Unfortunately, I didn't have a great end to the night. There's another little group of three, between Sirius and Mirzam, that looked like they should be easy enough to find - two are bright-ish, and they're convenient between those two very bright stars. I got quite frustrated because I just couldn't find them. So J had a go, and swapped in our widest eye-piece. Turns out I was looking in exactly the right place... but I had totally underestimated just how wide the set was. This is another thing I will have to get used to judging. Anyway: I split v-1CMA and v-3CMA (although the latter doesn't appear to be in the master list, which is odd).

The other thing I have to get used to, and adjust my expectations for, is how many things I will manage to see in a night. At the moment, the answer is not that many. J has much more practice with observing, and reading charts, and is not handicapped with a monumentally unspatial brain like me - so he's always going to see more. It's also a lot easier to tell when you've hit a cluster, than when you've hit a double, so he can skip around more easily if he wants to. I think this is something I can deal with... eventually... and as I keep reminding myself, the sky actually will stay basically the same for my entire life. It's not like I'm running out of time to do this.

22 February 2010

Last week's observing

We had a mighty fine time last week! A whole string of clear nights; we took the 'scope out the backyard and decided to work our way around Orion and Canis Major (and a couple of other fine things).

47 Tuc, and it really was beautiful.

In Orion, I checked out Rigel - which it turns out is a double star, and I could indeed see the very faint blue companion star. I also looked at the other three corners of Orion - Betelgeuse, which was really red, and I forget the names of the other two corners. Then there's Eta Orionis, which is really a triple but only the AB pair are visible, and even then very close: they look to be touching. The Trapezium, of course, is glorious; and the nebula of M42, even from the light-polluted backyard, is always a happy-Alex-making sight.

I enjoyed looking around Canis Major. Of course, there's Sirius - almost bright enough to be blinding in the scope. The delightful H3945 is an orange and blue double, pretty widely spaced apart. But even more awesome - and perhaps my new favourite object - is Beta 324: two pairs of doubles, perpendicular to each other. They just look amazing. Then there's M41, an open cluster; c121, another cluster; NGC2362, a tight cluster with a single very bright star in the center (Tau Canis Majoris); and yet another open cluster in NGC2360.

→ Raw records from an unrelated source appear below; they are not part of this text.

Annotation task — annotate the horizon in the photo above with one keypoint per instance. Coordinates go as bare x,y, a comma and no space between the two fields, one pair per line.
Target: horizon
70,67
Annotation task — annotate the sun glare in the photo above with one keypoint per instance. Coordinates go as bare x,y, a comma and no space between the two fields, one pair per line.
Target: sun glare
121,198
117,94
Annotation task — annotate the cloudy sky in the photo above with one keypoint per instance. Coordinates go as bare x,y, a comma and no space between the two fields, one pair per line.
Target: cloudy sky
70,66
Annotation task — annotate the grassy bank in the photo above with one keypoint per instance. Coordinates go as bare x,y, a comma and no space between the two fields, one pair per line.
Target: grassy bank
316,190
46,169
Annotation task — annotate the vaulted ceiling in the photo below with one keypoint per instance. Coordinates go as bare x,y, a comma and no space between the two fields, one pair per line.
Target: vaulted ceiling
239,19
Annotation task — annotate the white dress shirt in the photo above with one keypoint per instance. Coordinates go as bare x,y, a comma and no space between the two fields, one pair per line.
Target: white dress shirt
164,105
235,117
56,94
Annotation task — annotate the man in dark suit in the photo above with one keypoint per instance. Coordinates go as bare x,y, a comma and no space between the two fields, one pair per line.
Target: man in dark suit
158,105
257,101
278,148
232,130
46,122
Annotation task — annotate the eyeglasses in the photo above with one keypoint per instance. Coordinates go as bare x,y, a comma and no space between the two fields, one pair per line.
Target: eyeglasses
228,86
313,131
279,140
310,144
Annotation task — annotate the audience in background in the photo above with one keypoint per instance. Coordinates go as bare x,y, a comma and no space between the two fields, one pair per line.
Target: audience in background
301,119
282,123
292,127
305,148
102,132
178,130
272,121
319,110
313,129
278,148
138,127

Mars is particularly marvellous at the moment. It's still getting up a little too late for easy casual viewing, but it's getting there. It's far enough north that when we were out and looking, we had to drag Ptolemy through the entire house (the courtyard looks south) to check it out. But it was worth it: a great big red disc. Glorious.

I think that basically covers it. I was pretty out of it the first night, despite J's attempts at jollying me into it. The next few nights I got more into it, which was great.